If the U.S. dollar falls against the Euro it is a good thing for America, right? That means people will be buying more of our goods, right? Of course, Americans do not buy goods made here in the U.S. anymore. Because we are addicted to cheap foreign made goods as sold by companies like Wally World. What do we actually manufacture here in the U.S. today? Er, uh, televisions? Tires? Gasoline? More American companies have been sold to foreign corporate owners during the past six years than ever before. But my government is looking out for me.
Oh, dear me, is there something going on here that I do not understand? Sounds a bit like the early stages of a global trade war to me. [Learn more?] Anyway, I'm just a geezer.
carolyn
I recall a last year Warren Buffett shorted the dollar for the euro. He lost $1 billion.
Yes, Buffet lost $1 billion, but that was right on the heels of his shorting the dollar and making $3 billion.
So, he is still $2 billion ahead.
What really matters is the investment strategy of the giant oil funds, such as the secretive Abu Dhabi Investment Trust now worth well over $200bn.
maybe they realize there is an end in sight for oil (their sole income) as we have used it over the last century, and are getting nervous
Well I would guess people had better get a bike or a horse which ever one they have room for...LOL!
Yes. this is the opening salvo. Just waiting to see if Congress actually understands the implications of a truly global market driven economy with "REAL" free trade. This port deal indicates to me that congress/politicians (yet again) speak with forked-tongues.

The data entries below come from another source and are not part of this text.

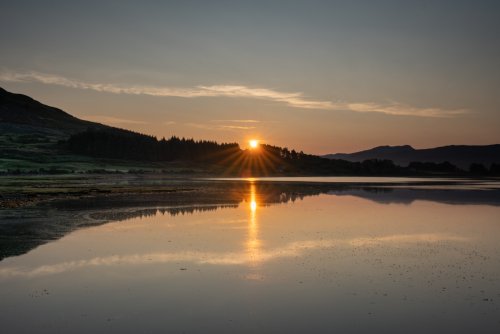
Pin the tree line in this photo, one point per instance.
(267, 160)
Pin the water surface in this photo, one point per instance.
(275, 259)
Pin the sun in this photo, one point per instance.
(254, 143)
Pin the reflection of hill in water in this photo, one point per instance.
(22, 230)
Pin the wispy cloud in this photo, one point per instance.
(235, 121)
(295, 100)
(111, 120)
(218, 127)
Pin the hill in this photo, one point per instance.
(25, 112)
(36, 138)
(461, 156)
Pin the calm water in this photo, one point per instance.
(276, 259)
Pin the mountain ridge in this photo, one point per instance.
(459, 155)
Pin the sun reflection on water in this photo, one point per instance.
(253, 243)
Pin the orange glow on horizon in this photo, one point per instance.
(253, 143)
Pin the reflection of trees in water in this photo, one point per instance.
(114, 215)
(24, 229)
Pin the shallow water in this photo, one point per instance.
(276, 260)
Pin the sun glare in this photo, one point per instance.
(253, 143)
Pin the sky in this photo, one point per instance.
(318, 76)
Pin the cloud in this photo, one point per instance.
(219, 127)
(111, 120)
(295, 100)
(235, 120)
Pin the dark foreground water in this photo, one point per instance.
(402, 259)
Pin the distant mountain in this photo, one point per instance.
(460, 155)
(25, 112)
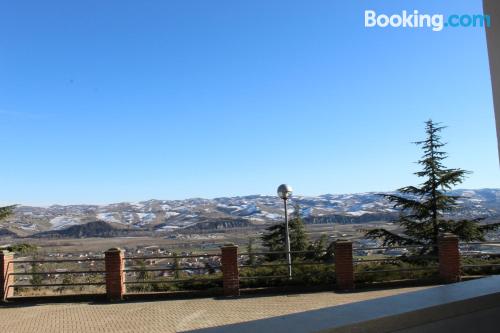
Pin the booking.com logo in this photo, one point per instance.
(437, 22)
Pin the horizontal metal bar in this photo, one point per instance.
(258, 266)
(174, 257)
(473, 255)
(274, 252)
(394, 259)
(263, 277)
(480, 243)
(172, 281)
(54, 261)
(397, 270)
(55, 285)
(168, 269)
(47, 273)
(485, 265)
(391, 247)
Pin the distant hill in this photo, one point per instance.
(87, 230)
(165, 216)
(4, 232)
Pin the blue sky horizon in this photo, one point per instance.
(104, 102)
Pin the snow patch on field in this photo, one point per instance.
(108, 217)
(61, 222)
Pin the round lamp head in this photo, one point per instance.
(285, 191)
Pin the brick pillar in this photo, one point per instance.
(449, 258)
(230, 274)
(115, 275)
(6, 280)
(344, 270)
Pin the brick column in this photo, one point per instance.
(449, 258)
(6, 280)
(344, 270)
(230, 274)
(115, 275)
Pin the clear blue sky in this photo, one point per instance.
(108, 101)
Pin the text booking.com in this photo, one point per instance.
(414, 19)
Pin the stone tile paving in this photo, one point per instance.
(169, 315)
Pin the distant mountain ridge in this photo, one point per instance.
(231, 212)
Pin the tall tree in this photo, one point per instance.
(251, 256)
(275, 237)
(423, 208)
(6, 211)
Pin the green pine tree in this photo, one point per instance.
(275, 235)
(250, 250)
(423, 208)
(6, 211)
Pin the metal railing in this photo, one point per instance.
(169, 272)
(271, 269)
(36, 277)
(407, 265)
(477, 261)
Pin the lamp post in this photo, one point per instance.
(285, 192)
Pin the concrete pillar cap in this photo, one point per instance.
(114, 249)
(447, 235)
(343, 241)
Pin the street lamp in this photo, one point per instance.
(285, 192)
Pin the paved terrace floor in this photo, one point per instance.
(169, 315)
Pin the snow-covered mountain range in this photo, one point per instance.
(172, 215)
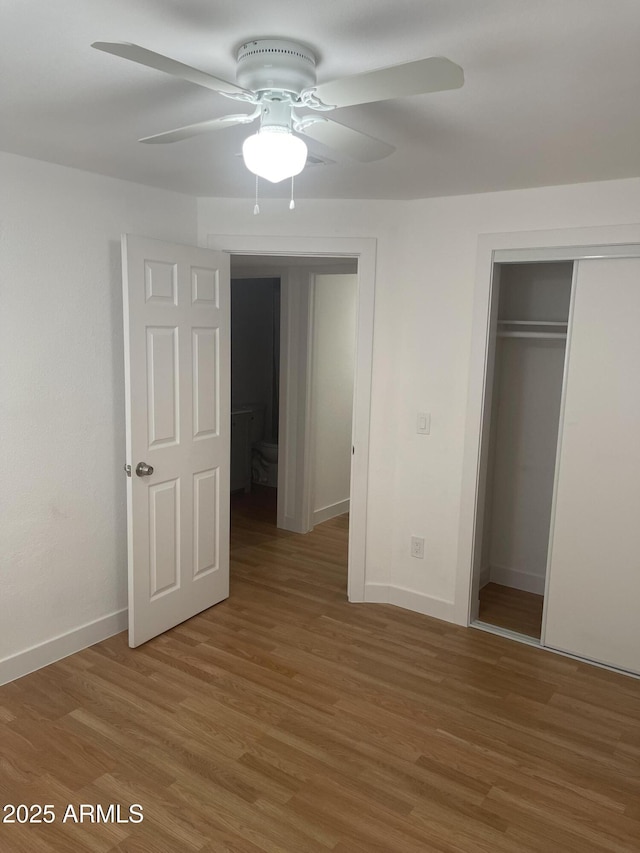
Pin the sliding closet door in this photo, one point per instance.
(593, 593)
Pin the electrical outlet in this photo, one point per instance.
(417, 547)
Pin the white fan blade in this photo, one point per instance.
(398, 81)
(194, 129)
(355, 144)
(170, 66)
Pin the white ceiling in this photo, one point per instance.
(550, 96)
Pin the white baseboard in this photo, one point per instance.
(516, 579)
(409, 599)
(331, 511)
(61, 647)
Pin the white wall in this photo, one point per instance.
(426, 266)
(333, 364)
(63, 519)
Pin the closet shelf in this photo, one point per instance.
(540, 329)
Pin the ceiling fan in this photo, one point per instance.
(278, 79)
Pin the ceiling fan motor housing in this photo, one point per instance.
(272, 64)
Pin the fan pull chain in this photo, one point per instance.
(292, 204)
(256, 207)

Good idea! Kudos, Carolyn. There is so much disinformation out there. My b.s. meter goes into the danger zone every time I turn on the tube. Can you believe that Katy Couric is gonna be on CBS News? Guess we can all look forward to in depth interviews with Tom Cruise this year, huh?

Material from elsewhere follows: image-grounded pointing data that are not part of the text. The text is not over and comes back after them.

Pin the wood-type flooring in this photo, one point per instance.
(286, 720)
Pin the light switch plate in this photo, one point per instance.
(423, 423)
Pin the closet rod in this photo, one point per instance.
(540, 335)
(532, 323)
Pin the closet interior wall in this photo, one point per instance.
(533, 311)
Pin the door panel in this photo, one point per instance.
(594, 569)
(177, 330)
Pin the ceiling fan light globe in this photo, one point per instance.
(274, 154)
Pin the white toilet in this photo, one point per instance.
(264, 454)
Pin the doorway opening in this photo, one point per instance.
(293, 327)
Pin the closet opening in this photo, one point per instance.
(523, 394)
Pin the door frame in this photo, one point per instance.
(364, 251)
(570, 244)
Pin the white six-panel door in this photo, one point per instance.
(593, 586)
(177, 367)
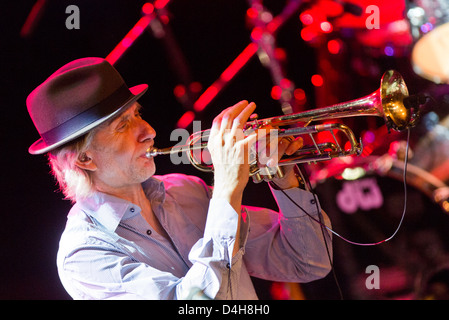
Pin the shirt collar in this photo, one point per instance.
(109, 210)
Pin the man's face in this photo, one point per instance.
(118, 151)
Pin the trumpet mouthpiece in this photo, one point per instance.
(151, 152)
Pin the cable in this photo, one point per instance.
(319, 221)
(360, 243)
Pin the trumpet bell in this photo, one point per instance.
(392, 92)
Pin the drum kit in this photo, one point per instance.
(366, 195)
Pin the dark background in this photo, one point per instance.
(210, 35)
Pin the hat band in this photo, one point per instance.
(85, 118)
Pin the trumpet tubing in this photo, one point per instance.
(387, 102)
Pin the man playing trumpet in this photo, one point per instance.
(134, 235)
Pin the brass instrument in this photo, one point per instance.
(386, 102)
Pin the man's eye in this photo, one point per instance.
(122, 125)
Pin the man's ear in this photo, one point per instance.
(85, 162)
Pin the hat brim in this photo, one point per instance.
(40, 147)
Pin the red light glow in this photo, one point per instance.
(317, 80)
(186, 119)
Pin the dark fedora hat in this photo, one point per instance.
(76, 98)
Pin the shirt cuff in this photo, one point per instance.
(222, 222)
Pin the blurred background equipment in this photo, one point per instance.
(288, 56)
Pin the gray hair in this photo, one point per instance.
(73, 181)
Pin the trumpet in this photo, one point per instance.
(386, 102)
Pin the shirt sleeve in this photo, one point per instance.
(212, 255)
(100, 269)
(292, 245)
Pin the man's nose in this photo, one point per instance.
(147, 132)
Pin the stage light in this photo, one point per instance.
(326, 27)
(334, 46)
(317, 80)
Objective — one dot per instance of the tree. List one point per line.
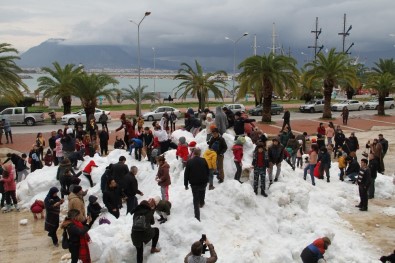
(384, 83)
(267, 74)
(88, 87)
(331, 69)
(137, 95)
(10, 82)
(198, 84)
(60, 84)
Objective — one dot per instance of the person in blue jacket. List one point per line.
(137, 145)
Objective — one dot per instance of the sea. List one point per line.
(163, 85)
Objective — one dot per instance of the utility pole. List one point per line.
(344, 34)
(317, 34)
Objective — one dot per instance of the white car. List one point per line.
(158, 113)
(235, 107)
(72, 118)
(389, 103)
(350, 104)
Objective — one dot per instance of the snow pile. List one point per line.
(242, 226)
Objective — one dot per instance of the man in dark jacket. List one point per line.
(218, 144)
(196, 174)
(239, 124)
(131, 189)
(363, 181)
(276, 155)
(139, 238)
(352, 168)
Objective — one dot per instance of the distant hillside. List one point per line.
(91, 56)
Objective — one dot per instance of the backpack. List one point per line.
(139, 224)
(65, 239)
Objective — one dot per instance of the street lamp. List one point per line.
(234, 62)
(138, 57)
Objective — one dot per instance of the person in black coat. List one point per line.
(374, 165)
(131, 189)
(196, 174)
(139, 238)
(52, 204)
(112, 198)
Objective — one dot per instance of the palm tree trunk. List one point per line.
(267, 101)
(328, 88)
(66, 104)
(380, 107)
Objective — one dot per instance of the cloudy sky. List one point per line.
(183, 30)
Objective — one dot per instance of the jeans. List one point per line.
(198, 192)
(238, 171)
(311, 168)
(278, 165)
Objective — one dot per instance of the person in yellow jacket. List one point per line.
(211, 158)
(342, 165)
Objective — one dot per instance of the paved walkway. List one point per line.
(24, 142)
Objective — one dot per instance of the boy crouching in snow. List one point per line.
(259, 163)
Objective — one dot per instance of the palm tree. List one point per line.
(88, 87)
(9, 79)
(331, 69)
(267, 73)
(60, 84)
(137, 95)
(198, 84)
(384, 83)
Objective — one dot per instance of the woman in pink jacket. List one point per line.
(8, 177)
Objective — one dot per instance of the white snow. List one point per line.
(242, 226)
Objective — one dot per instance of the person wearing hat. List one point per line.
(275, 155)
(52, 204)
(352, 168)
(314, 252)
(162, 208)
(78, 237)
(218, 144)
(76, 201)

The UAE is interested in making money.
They'll do what makes them the most money regardless of the petty politics going on.
Pay backs are gonna be hell.
Interesting interpretation from Norway, my FR friend. Kudos to you as well.

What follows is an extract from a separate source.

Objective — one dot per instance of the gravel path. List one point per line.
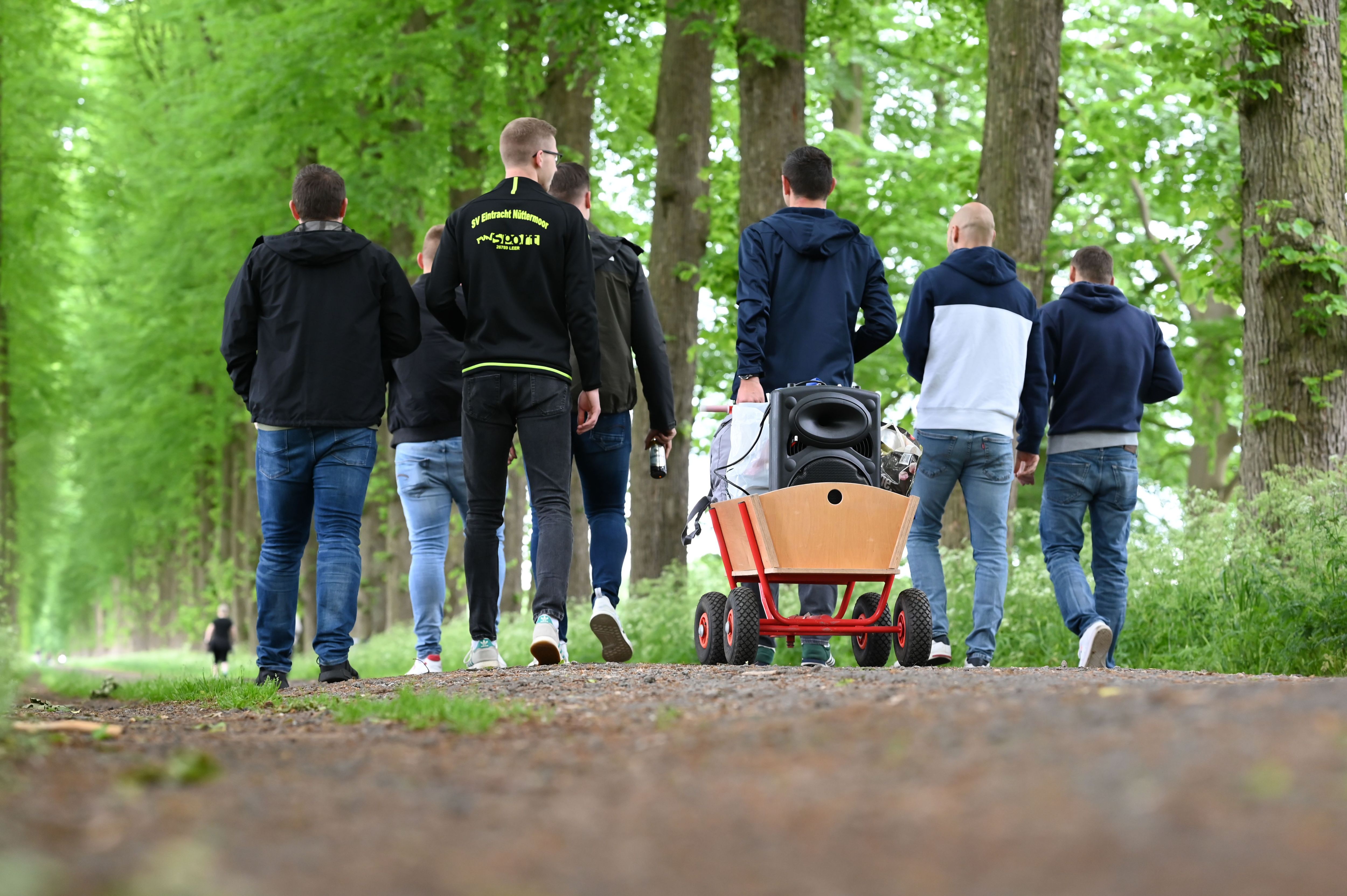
(673, 779)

Keep in mind that the free traitors love cheap labor, since they perceive that one factor as the key to their God, "Lower Prices To Consumers". A declining dollar means that real wages (as opposed to nominal, unadjusted wage numbers) will decline in comparison to the rest of the world.
Of course, this means that the American middle class will be hurt, and badly. It may mean a certain amount of social upheaval, possibly including an H. Clinton Presidency in 2008.
But, what does that matter? Wages will have been forced lower.
Had we been wiser, and protected our domestic producers, we would not suffer what is surely to come. But the free traitors were at work, burrowing at the foundations of our economy, until we produce nothing. We'll pay a price. But better now than later, when it would be still worse.
I like economy. I studied economy in the US and have many good American friends that I still keep in touch with. My best friend from the college days is a good republican.
*PING* !
The "shrill tone" from Capitol Hill was only an echo of anti-Arab concern (not "hysteria") from the vast majority of Americans - and is well deserved.
UAE has been an ally ... but ONLY recently and ONLY in the WOT and the war in Iraq. They may be an "ally", only for now. They were not just a few years ago and they may not be tomorrow.
UAE and all of Islam are not an ally in defense of our ideals and values of freedom, liberty, democracy and religious tolerance.
Boo hoo hoo.
My heart bleeds for UAE.
I think the conventional wisdom is that if people don't want to be holding as many dollars or things that are more or less equivalent to dollars, such as Treasury Bonds, then there will be less demand for them; bond prices go down and interest rates go up.
If our government could make an honest and balanced budget then this wouldn't be as much of an issue.